The family tree of life may have just grown another branch. Red algae, mostly tropical seaweeds, look different from green algae and plants, but biologists believed that the appearance was misleading. Similarities in all three groups' chloroplasts--the tiny cellular factories where photosynthesis takes place--suggested a common chloroplast-containing ancestor. Now two evolutionary biologists have shaken up this family tree. They say their analysis of a fundamental gene in the nucleus places red algae on a separate branch from the one that gave rise to green algae, plants, and the nonphotosynthetic animals and fungi.
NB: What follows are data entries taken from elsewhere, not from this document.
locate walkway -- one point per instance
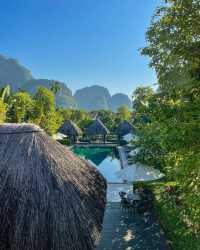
(127, 230)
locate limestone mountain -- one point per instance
(89, 98)
(119, 100)
(19, 77)
(98, 97)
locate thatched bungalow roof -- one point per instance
(124, 128)
(49, 198)
(70, 128)
(97, 128)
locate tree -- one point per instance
(2, 111)
(124, 113)
(55, 87)
(21, 107)
(44, 113)
(5, 93)
(171, 140)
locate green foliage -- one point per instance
(44, 113)
(124, 113)
(20, 108)
(170, 138)
(55, 87)
(2, 111)
(109, 118)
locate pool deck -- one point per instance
(122, 156)
(128, 230)
(101, 145)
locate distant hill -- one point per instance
(19, 77)
(64, 96)
(119, 100)
(88, 98)
(92, 98)
(97, 97)
(13, 73)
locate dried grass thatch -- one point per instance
(97, 128)
(124, 128)
(49, 198)
(70, 128)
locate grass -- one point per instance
(180, 236)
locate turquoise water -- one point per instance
(104, 159)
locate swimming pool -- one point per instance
(105, 159)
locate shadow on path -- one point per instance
(127, 230)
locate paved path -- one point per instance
(127, 230)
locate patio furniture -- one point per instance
(126, 204)
(122, 194)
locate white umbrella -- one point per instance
(59, 136)
(138, 172)
(134, 152)
(129, 137)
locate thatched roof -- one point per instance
(49, 198)
(124, 128)
(97, 128)
(70, 128)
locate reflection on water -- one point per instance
(104, 159)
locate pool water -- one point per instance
(105, 159)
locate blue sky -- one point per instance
(80, 42)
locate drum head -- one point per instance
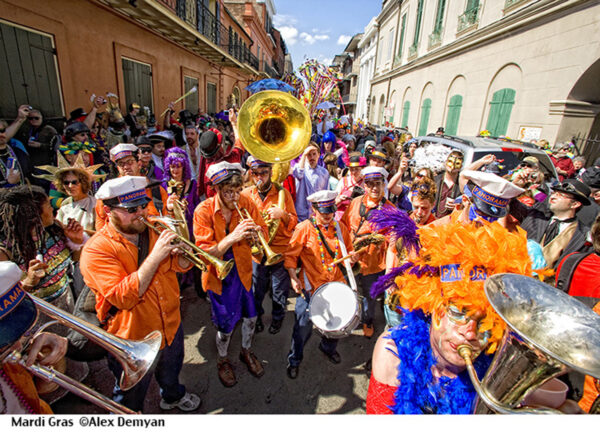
(332, 306)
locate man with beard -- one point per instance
(221, 231)
(132, 271)
(126, 159)
(267, 196)
(447, 185)
(372, 258)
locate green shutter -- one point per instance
(418, 23)
(439, 16)
(454, 108)
(402, 30)
(405, 112)
(425, 110)
(500, 110)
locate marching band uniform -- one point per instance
(109, 264)
(230, 298)
(315, 263)
(275, 276)
(372, 260)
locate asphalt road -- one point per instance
(321, 387)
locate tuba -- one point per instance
(135, 357)
(274, 126)
(549, 333)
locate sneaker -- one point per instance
(189, 402)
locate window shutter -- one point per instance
(425, 110)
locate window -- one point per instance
(454, 107)
(401, 42)
(439, 16)
(191, 101)
(391, 44)
(418, 23)
(29, 72)
(500, 109)
(405, 112)
(211, 98)
(137, 79)
(425, 110)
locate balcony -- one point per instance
(192, 25)
(468, 20)
(435, 38)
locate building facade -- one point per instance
(527, 69)
(61, 52)
(366, 51)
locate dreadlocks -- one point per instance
(20, 221)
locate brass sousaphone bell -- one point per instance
(274, 126)
(549, 333)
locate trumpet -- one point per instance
(263, 244)
(159, 224)
(135, 357)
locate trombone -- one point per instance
(135, 357)
(159, 224)
(263, 244)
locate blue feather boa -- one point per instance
(419, 392)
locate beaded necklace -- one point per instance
(337, 245)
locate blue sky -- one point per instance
(321, 28)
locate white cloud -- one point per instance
(344, 39)
(290, 34)
(311, 39)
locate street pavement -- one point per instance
(321, 387)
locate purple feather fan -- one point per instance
(396, 223)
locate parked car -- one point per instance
(509, 153)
The study, reported in the current issue of the Proceedings of the National Academy of Sciences, has implications beyond the genealogy of red algae. Biology textbooks now teach that chloroplasts descended from a formerly free-living bacterium that was nearly eaten but instead took up permanent residence as part of the cell. Because most scientists believe that such a complicated event, called endosymbiosis, could have happened very few times, two groups of organisms with similar chloroplasts should have a common ancestry. But new evidence, taken from the gene for RNA polymerase by John Stiller and Benjamin Hall of the University of Washington, Seattle, suggests that's not the case.
The scientists propose three explanations for the apparent conflict between the RNA and chloroplast data. An ancestor of red algae and an ancestor of green algae might have both engulfed similar bacteria in separate events. Alternatively, an ancestor common to all higher organisms could have had a chloroplast, but many cells--including the precursor of animals--later lost it. Or perhaps the ancestor of plants and green algae engulfed an already photosynthetic red algae to gain their chloroplast--a process called secondary endosymbiosis. No matter which scenario is correct, says Hall, the history of endosymbiosis does not look as simple as many researchers had thought. "It seems like there were just organisms jumping on each other all the time," he says.
Reactions to the findings are mixed. Mitch Sogin, an evolutionary biologist at the Marine Biological Laboratory in Woods Hole, Massachusetts, says the new analysis is "very important" evidence that strengthens the case for repeated endosymbiosis. But molecular evolutionist Jeff Palmer of Indiana University is skeptical: "With more [genetic] sequences, sometimes trees settle down and change shape." He says he expects to see the red algae return to a branch common to photosynthetic organisms.